Aujourd’hui, pour de nombreux blancs, le stéréotype du kanak est (c’est faux attention !!) : gars toujours saoul et drogué, qui ne veut pas travailler… C’est ce qu’on veut que vous relativisiez avec ce post.

  • Kanaks et tribus

Tout d’abord, qu’est ce qu’un kanak ? Ce sont les indigènes qui vivent en Nouvelle-Calédonie et qui occupaient les terres avant l’arrivée des français. Ils vivent par tribu, ce qui correspond à une sorte de village. Chaque tribu a son propre langage kanak. Ils ne peuvent pas se comprendre les uns les autres avec ce langage, certaines tribus peuvent cependant en comprendre certaines autres. La langue commune est le français. Presque tous les kanaks à l’heure actuelle parlent français (peut être que dans les tribus éloignées, les plus vieux ne parlent pas français, et les plus jeunes n’étant pas encore allés à l’école n’ont pas encore appris cette langue). Les membres d’une même famille vivent généralement dans la même tribu, les femmes allant dans la tribu de leur mari lors des mariages. La taille des tribus varient. Ca peut aller de seulement une petite famille (une vingtaine) à plusieurs familles (100-200). Certaines tribus vivent le long de la mer, elles peuvent donc pêcher facilement ; d’autres sont plus dans les chaînes de montagnes et peuvent même être à 50km de la route. Elles ont donc recourt à la chasse (tout comme celles de la mer) Toutes les tribus possèdent de grandes terres avec des arbres fruitiers (orangers, mandariniers, pamplemousses, bananes, coco, petit potager) Chaque tribu à un chef, un président (élu par la tribu, hommes et femmes), une école… La majorité des tribus sont sur la côte est de la Grande Terre. Il y en a aussi sur les îles Loyautés, la côte ouest… Au total : plus de 40% de la population totale actuelle de Nouvelle-Calédonie est kanak (250 000 personnes au total, dont des caldoches, blanc qui est né en NC, et des z’oreilles : français installé en NC après sa naissance)

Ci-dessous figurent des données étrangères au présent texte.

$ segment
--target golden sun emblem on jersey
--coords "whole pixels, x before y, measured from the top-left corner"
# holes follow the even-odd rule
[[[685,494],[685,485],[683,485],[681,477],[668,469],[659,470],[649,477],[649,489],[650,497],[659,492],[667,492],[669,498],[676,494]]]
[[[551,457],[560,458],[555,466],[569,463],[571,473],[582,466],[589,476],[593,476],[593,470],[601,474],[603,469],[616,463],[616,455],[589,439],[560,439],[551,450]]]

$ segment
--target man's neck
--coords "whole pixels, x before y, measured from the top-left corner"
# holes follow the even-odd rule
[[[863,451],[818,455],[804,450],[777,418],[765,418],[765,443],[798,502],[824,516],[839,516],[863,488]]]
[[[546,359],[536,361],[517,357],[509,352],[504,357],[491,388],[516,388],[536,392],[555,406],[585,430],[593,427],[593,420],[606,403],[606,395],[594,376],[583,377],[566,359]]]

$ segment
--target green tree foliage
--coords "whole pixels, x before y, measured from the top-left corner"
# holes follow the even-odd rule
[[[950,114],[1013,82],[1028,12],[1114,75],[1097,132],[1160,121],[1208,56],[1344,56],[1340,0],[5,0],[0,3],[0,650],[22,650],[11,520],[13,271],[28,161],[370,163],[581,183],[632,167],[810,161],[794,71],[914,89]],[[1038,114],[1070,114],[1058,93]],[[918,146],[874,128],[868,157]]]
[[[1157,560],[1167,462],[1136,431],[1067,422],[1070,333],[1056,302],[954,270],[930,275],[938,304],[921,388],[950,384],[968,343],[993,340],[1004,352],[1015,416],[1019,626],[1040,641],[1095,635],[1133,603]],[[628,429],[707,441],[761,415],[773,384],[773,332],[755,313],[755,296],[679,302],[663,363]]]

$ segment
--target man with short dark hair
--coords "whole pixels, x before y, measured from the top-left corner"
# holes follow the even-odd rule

La différence de « développement » des kanaks est en grande partie au développement de sa tribu et donc son emplacement géographique. En effet, aujourd’hui, chaque enfant est obligé d’aller à l’école jusqu’à 16 ans (loi française) Mais avant, le recours à l’éducation était très inégal. Et c’est pourquoi les tribus très éloignées de la route principale sont restées à un état plus précaire. En effet, avec la chasse, leur culture, ils se suffisaient à eux même et n’avaient pas besoin d’aller voir plus loin. Pas possible d’apprendre le français donc, et la culture du travail ne s’est pas développé. Pourquoi travailler quand on peut vivre sans ? Au contraire, les tribus vivant plus près des routes principales ou de la mer se sont développées plus rapidement après l’arrivée des français. Elles ont vite appris à faire du commerce…

 

  • Le système éducatif

On a raconté un couple (très gentil !) de jeunes retraités français qui sont à Hienghène pour au moins un an pour aider les élèves en difficultés en maths et en français, au collège. On a eu des discussions très intéressantes avec eux. Souvent, les élèves en plus grandes difficultés viennent des tribus les plus éloignés. Ils ne parlent pas le français dans leur tribu, et c’est donc comme une langue étrangère à apprendre pour eux. De plus, le programme du collège est le même ici qu’en France, pas très logique… Il y a en plus que la filière générale, alors que des filières plus techniques et artisanales seraient bien plus adaptées aux besoins de certains kanaks. Les kanaks n’ont aucune idée des grandeurs (poids, nombres de personnes, durée dans le temps…) Beaucoup de kanaks n’ont aucune envie d’apprendre, et encore moi l’histoire romaine par exemple !! En général, les filles se donnent plus de mal pour comprendre et progresser que les garçons. En effet, dans les tribus, les filles ne sont quasiment pas écoutées, se sont les hommes qui décident. Donc en classe, même si elles ont à la base autant de curiosité que les mecs, elles sont plus curieuses et plus intéressées, elles veulent à leur tour avoir le droit à un avenir meilleur !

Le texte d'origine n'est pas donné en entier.